D'autres organisations risquent de naître encore dans la diaspora rwandaise, et c’est tout à fait normal. Le RDR, nonobstant son statut d'aîné, n’a pas la prétention d’avoir l’exclusivité du monopole pour occuper seul la scène politique. Il reste attaché à la diversification d’opinions politiques qui est un préalable au multipartisme. Le RDR serait plutôt préoccupé par l’immobilisme des leaders d’opinion n’appartenant à aucune formation politique.

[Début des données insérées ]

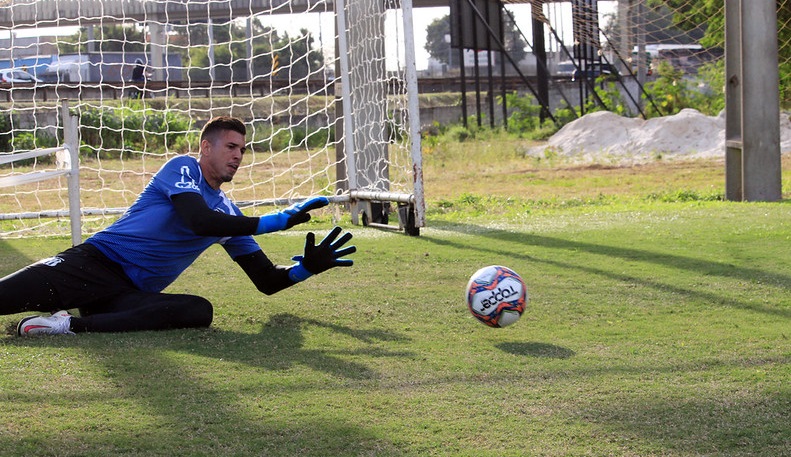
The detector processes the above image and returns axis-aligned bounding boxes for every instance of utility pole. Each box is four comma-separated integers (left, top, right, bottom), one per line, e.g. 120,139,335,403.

725,0,782,201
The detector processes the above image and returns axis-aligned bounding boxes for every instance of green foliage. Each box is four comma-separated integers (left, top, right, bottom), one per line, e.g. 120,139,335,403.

57,21,325,84
649,0,791,104
647,0,722,47
498,92,573,140
642,60,694,117
425,15,528,68
184,23,323,82
0,111,12,152
502,92,543,133
250,123,334,152
692,59,726,115
10,131,58,152
58,24,147,54
76,104,194,159
424,16,452,65
781,4,791,104
447,122,477,142
640,59,724,118
0,112,57,157
0,129,59,167
582,77,630,116
644,189,724,202
420,92,570,144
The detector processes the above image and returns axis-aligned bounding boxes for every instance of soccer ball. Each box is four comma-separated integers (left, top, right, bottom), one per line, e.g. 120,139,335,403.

465,265,528,328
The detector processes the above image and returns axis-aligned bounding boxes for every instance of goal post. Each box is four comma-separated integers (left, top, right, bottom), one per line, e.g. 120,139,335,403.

0,0,424,239
336,0,425,234
0,100,81,244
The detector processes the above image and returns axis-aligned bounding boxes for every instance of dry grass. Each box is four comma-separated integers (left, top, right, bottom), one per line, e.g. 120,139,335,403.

2,132,789,237
422,135,791,202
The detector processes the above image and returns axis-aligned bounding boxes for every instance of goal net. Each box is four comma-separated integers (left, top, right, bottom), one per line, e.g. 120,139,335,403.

0,0,424,240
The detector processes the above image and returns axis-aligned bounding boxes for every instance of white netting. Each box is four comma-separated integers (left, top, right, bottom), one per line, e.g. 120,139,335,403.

0,0,423,238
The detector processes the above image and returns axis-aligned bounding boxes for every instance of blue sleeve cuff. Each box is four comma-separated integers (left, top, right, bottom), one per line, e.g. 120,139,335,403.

288,263,313,282
256,213,287,234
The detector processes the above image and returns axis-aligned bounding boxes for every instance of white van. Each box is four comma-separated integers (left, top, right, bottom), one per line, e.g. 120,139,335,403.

0,68,42,83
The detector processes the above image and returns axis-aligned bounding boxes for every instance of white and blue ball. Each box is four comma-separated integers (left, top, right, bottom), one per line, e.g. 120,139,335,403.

466,265,528,328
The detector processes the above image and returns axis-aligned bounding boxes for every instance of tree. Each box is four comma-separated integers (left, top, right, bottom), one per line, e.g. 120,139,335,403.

178,19,323,82
425,14,528,68
425,16,452,66
646,0,721,48
274,29,325,80
602,4,704,50
58,24,147,54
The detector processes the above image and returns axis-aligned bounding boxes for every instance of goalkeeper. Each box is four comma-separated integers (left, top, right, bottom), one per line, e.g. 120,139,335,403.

1,116,356,336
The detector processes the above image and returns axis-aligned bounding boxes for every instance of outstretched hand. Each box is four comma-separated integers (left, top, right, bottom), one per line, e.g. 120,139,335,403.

282,196,330,230
256,196,329,234
288,226,356,282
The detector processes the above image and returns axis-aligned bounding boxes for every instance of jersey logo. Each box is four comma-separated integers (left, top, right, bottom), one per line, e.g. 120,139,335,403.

39,256,64,267
174,165,199,190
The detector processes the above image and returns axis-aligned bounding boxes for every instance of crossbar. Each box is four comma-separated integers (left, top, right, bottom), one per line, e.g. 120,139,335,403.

0,169,70,188
0,147,67,166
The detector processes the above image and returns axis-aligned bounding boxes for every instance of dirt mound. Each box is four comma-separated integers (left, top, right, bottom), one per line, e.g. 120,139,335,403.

529,109,791,164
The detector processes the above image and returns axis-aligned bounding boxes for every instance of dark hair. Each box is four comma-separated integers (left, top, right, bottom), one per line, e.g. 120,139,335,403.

200,116,247,144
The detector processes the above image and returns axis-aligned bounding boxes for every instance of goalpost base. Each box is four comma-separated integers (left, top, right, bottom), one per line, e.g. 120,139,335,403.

354,197,420,237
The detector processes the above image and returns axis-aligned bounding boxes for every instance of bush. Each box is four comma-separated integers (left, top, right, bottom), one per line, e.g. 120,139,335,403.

691,59,726,116
0,111,12,153
0,127,59,168
77,104,193,159
250,123,334,152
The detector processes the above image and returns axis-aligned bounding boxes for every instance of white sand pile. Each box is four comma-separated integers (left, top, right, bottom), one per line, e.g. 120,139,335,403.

528,108,791,164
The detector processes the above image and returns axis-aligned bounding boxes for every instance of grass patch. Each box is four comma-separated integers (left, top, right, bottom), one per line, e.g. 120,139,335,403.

1,198,790,456
1,131,790,455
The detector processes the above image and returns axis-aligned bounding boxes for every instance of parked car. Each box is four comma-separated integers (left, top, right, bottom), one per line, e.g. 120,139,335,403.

571,63,619,82
555,61,577,78
0,68,42,83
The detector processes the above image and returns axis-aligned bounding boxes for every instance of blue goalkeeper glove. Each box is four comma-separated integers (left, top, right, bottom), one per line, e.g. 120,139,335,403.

255,196,329,235
288,226,356,282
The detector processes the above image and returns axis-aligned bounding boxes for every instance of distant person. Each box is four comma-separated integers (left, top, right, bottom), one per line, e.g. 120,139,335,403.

131,58,147,82
2,115,356,336
130,58,150,98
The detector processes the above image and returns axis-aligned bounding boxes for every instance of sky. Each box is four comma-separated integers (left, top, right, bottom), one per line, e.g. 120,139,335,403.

256,2,617,71
6,2,617,71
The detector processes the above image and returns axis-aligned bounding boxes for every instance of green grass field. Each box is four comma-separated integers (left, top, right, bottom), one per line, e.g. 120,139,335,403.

1,146,790,456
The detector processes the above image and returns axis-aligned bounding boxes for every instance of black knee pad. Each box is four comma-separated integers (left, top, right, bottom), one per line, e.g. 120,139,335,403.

168,294,214,328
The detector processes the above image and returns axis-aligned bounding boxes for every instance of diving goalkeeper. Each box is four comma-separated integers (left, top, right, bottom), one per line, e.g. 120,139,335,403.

1,116,356,335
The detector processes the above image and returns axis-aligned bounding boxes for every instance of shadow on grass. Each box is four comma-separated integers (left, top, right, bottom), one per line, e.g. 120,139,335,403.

419,221,791,319
0,239,37,274
2,313,413,456
172,312,415,380
496,341,576,359
575,388,791,455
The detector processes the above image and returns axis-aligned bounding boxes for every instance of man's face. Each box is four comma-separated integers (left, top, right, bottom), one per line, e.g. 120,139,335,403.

199,129,247,190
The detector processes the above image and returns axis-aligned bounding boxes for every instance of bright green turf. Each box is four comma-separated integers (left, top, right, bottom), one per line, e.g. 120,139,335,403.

1,201,789,456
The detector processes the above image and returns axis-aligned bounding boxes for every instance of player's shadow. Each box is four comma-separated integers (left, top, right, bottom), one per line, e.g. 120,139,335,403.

496,341,575,359
5,312,416,382
2,314,413,455
136,312,414,380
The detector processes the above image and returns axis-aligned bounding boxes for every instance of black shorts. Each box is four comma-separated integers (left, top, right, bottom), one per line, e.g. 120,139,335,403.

1,243,214,331
0,243,140,315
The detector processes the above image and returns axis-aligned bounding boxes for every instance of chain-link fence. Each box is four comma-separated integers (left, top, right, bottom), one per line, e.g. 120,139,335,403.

594,0,789,110
773,0,789,104
637,0,789,105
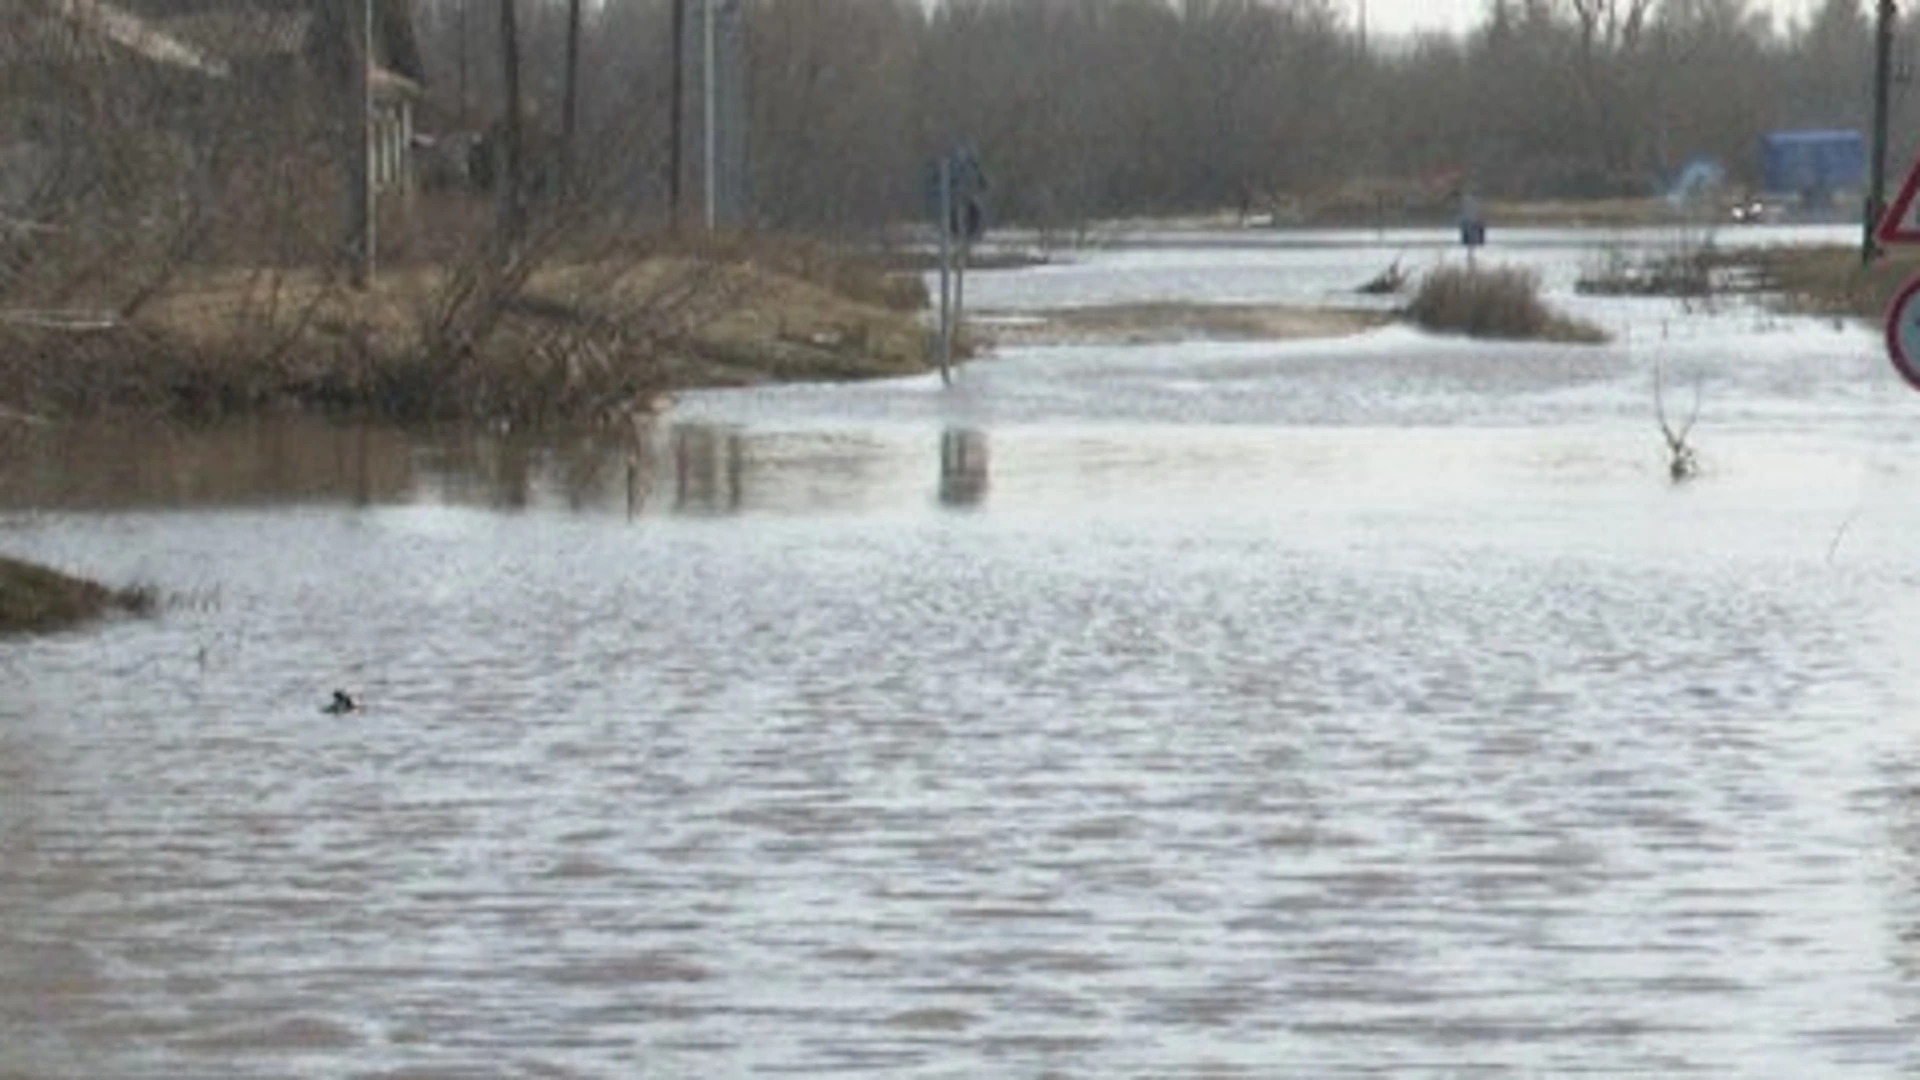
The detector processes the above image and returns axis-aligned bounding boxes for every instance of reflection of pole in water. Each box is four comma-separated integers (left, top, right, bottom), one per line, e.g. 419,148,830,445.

726,432,743,511
624,413,657,520
938,428,989,507
672,425,747,512
673,429,689,509
1891,781,1920,989
485,433,533,509
352,424,373,507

Le RDR reste ouvert à toute forme de collaboration qui consolide l’opposition au régime FPR, dans un cadre synérgique et de complémentarité d’actions. Néanmoins , le RDR ne peut accepter des alliances qui portent préjudices à son programme long terme ou collaborer avec les organisations dont la plateforme politique contient des contradictions dialectiques avec le contenu de sa plateforme politique . Toute alliance exige d’abord l’élaboration d’une plateforme minimale commune contenant les points faisant objet de cette alliance, mais l’adhésion à cette plateforme minimale ne signifie pas le renoncement à sa propre identité. La collaboration exige d’abord la reconnaissance mutuelle de chaque entité politique.

Chers amis ,

Chers compatriotes,

Comme j’ai eu l’accasion de l’évoquer, les actions s'intègrent dès à présent dans une logique de prise du pouvoir pour l'exercer dans un cadre de démocratie pluraliste. A cet effet, nous devons préparer nos leaders à l'exercice de leurs fonctions futures. Nous sommes décidés à promouvoir l'émergence du nouveau leadership et lui permettre de faire l’apprentissage dans l’esprit défini par notre plateforme politique. Nous devons prouver que nous sommes capables de préparer la relève et d’assurer l’alternance. A cet effet , j’espère que l’appel que j’ai lancé aux jeunes le mois passé a été entendu, et que vous allez soutenir les candidatures des jeunes qui veulent faire partie de notre Comité Exécutif, et pourquoi pas le diriger!

C’est sur ces mots que je voudrais terminer mon allocution en vous souhaitant plein succès dans vos travaux.

Je déclare solennellement le 3ième Congrès Ordinaire du RDR ouvert.

Je vous remercie de votre aimable attention.